The Bayesian self-organizing map (BSOM) is a method for estimating a probability distribution generating data points on the basis of a Bayesian stochastic model. It is also regarded as a learning method for a kind of neural network. The black dots in the below figure denote artificially generated data points. The blue circles denote the multiple centroids of a BSOM model, which are parameters to specify the configuration of distributions. Initially the centroids are positioned randomly. The blue links between the centroids represent a predetermined topology of the model, which gives a constraint into the estimation of the parameters. In the Bayesian framework, such a constraint is expressed as a prior probability for the parameters and used for the stabilization of the estimation. In the present simulation, a line-segment topology is used.
This applet searches for the maximum a posteriori (MAP) estimates of the centroid parameters using an expectation-maximization (EM) algorithm. You can start this algorithm by pressing the `learn' button. You can also initialize the centroids randomly by the `init' button.

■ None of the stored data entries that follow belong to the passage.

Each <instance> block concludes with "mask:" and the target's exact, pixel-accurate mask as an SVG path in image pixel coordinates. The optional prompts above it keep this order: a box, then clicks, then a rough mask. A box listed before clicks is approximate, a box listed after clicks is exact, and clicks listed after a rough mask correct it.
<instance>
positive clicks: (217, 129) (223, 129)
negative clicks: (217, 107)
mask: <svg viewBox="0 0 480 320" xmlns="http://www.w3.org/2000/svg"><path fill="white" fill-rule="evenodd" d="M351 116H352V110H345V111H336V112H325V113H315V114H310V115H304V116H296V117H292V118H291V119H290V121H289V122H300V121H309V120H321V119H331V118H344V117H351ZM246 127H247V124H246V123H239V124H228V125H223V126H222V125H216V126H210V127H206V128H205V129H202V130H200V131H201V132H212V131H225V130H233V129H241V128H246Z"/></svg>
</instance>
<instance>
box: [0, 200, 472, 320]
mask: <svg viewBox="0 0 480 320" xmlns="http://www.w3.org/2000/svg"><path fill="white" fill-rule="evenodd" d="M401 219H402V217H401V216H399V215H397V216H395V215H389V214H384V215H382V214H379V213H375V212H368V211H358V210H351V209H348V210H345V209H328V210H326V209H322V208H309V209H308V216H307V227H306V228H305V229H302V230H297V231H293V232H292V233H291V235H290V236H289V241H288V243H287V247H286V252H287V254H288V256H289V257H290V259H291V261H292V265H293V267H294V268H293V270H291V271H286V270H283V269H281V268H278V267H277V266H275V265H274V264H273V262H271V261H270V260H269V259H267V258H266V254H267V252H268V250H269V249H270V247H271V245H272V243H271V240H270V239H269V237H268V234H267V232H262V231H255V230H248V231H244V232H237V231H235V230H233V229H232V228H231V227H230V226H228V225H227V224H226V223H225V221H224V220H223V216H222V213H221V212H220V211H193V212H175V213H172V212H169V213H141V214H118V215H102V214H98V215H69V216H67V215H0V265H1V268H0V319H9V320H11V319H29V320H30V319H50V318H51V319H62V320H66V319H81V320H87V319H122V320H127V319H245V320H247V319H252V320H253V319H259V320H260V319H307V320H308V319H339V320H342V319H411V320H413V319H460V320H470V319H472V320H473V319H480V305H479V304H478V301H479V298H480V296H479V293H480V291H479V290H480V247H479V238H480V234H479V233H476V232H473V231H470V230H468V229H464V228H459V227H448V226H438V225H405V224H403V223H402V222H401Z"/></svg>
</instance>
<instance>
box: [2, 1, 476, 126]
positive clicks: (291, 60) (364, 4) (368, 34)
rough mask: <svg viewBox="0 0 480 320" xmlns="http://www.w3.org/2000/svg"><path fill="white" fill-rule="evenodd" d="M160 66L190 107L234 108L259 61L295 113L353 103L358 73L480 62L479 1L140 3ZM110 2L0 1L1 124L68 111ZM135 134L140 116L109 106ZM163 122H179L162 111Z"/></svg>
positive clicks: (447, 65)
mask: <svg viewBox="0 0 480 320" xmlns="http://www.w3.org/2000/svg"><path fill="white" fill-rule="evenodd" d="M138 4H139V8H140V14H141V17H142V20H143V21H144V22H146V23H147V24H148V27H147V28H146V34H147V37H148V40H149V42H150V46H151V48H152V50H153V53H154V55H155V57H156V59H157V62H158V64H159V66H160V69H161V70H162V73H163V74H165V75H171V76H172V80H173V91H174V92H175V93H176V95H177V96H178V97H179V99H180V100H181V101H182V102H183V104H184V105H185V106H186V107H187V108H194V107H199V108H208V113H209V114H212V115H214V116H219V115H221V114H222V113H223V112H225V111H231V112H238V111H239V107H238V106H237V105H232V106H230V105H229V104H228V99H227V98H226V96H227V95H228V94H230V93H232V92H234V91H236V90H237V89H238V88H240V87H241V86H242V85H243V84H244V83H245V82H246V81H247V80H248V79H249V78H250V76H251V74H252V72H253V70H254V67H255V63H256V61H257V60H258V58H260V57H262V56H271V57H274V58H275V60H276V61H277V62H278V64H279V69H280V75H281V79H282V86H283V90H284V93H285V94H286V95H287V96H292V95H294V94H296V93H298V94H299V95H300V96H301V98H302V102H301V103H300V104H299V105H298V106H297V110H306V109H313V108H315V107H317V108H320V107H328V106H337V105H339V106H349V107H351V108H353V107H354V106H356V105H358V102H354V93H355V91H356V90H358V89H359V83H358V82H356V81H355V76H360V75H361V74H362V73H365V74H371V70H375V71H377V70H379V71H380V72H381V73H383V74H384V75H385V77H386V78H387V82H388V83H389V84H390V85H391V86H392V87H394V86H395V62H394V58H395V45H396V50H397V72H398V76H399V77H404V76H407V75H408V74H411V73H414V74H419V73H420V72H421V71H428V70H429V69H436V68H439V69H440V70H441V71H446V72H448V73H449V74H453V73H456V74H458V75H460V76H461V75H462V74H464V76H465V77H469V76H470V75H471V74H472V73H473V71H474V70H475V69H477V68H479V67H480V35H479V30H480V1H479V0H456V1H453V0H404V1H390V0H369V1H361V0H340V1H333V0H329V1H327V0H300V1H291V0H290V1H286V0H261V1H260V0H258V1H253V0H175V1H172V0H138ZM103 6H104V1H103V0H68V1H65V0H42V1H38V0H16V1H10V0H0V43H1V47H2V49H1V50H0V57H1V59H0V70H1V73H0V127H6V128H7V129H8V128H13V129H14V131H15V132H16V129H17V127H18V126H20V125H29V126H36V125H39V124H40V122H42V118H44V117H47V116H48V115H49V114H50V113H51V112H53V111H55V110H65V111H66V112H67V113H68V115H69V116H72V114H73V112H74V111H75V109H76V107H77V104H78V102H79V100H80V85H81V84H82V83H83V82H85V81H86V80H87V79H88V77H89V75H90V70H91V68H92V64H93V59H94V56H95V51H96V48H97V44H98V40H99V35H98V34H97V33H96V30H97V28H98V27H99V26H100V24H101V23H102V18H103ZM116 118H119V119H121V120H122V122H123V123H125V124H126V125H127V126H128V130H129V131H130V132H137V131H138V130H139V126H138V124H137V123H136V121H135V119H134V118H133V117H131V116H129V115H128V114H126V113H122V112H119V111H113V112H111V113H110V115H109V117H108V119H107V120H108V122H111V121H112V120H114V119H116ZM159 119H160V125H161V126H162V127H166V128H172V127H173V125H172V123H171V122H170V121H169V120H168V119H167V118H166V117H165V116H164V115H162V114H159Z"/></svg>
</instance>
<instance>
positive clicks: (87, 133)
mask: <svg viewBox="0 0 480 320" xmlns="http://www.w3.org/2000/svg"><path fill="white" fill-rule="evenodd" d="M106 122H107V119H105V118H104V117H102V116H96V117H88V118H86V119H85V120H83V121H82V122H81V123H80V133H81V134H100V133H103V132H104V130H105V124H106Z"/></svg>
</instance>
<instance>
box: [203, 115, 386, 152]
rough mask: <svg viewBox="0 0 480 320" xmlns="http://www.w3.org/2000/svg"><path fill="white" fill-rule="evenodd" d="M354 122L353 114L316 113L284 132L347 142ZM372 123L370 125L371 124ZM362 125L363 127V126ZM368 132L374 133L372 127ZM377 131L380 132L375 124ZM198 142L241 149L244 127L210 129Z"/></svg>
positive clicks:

The BSOM model has a pair of hyperparameters: alpha and beta, which represent `the strength of topological constraint' and `the estimate of noise level in data' respectively. You can vary them using the sliders. Observe the variation of the centroid configuration according to the values of the hyperparameters and grasp their meaning. Then try to find the optimal values of the hyperparameters giving the best centroid configuration. Remark that the configuration depends on not only the present values of hyperparameters but also their history. Poor moving of the hyperparameters will lead to a poor local optimal configuration. Actually the BSOM has an ability to search for the optimal values of the hyperparameters by itself. This ability is made active by pressing the `auto' button.
You can vary the distribution of artificial data using the sliders named `width', `height', `phase' and `noise level'. You can also vary the number of the centroids by entering the number in #unit and pressing the return key.
(1) The values displayed over the sliders are all relative. The sliders for hyperparameters are on log scales.
(2) You should start learning from a high value of alpha and a low value of beta, otherwise the BSOM will fall into an entangled configuration. When it falls into an entangled configuration, you can make the configuration simple by increasing alpha or decreasing beta. Alpha and 1/beta correspond to the temperature of physical systems. Strategy for avoiding poor local-optimum traps by slowly decreasing temperature from a high-temperature state is called simulated annealing.
(3) Automatic hyperparameter search may fail if alpha is too large or beta is too small at the start. In such a case, a little decreasing of alpha or increasing beta may lead to good search. However, when the noise level is too large, the BSOM gives up trying to detect a signal and makes its configuration simplest (i.e., a straight line segment).
(4) You can move a centroid directly by mouse dragging.
(5) By pressing `density' button, estimated density is displayed using the gray scale.
When alpha is fixed to an infinitely large value, BSOM is similar to principal component analysis (PCA). On the other hand, when alpha is fixed to zero (i.e., topological constraint is ignored) BSOM is regarded as clustering analysis based on a spherical Gaussian mixture model. Moreover, when beta is infinitely large, BSOM is almost same as the k-means algorithm, vector quantization (VQ) and competitive learning. Thus, BSOM is regarded as an intermediate method between PCA and clustering. The elastic net is also an estimation algorithm for BSOM by the gradient ascent method, though I used an EM algorithm here.